Ueckerdt, F., Bauer, C., Dirnaichner, A., Everall, J., Sacchi, R., Luderer, G. (2021): Potential and risks of hydrogen-based e-fuels in climate change mitigation. - Nature Climate Change, 11, 5, 384-393.
https://doi.org/10.1038/s41558-021-01032-7


Cite as: https://publications.pik-potsdam.de/pubman/item/item_25599
Abstract
E-fuels promise to replace fossil fuels with renewable electricity without the demand-side transformations required for a direct electrification. However, e-fuels’ versatility is counterbalanced by their fragile climate effectiveness, high costs and uncertain availability.
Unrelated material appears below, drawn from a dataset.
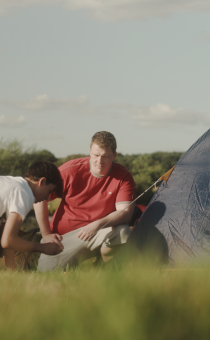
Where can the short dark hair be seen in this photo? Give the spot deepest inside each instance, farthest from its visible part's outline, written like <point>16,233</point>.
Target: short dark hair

E-fuel mitigation costs are €800–1,200 per tCO2. Large-scale deployment could reduce costs to €20–270 per tCO2 until 2050, yet it is unlikely that e-fuels will become cheap and abundant early enough. Neglecting demand-side transformations threatens to lock in a fossil-fuel dependency if e-fuels fall short of expectations. Sensible climate policy supports e-fuel deployment while hedging against the risk of their unavailability at large scale. Policies should be guided by a ‘merit order of end uses’ that prioritizes hydrogen and e-fuels for sectors that are inaccessible to direct electrification.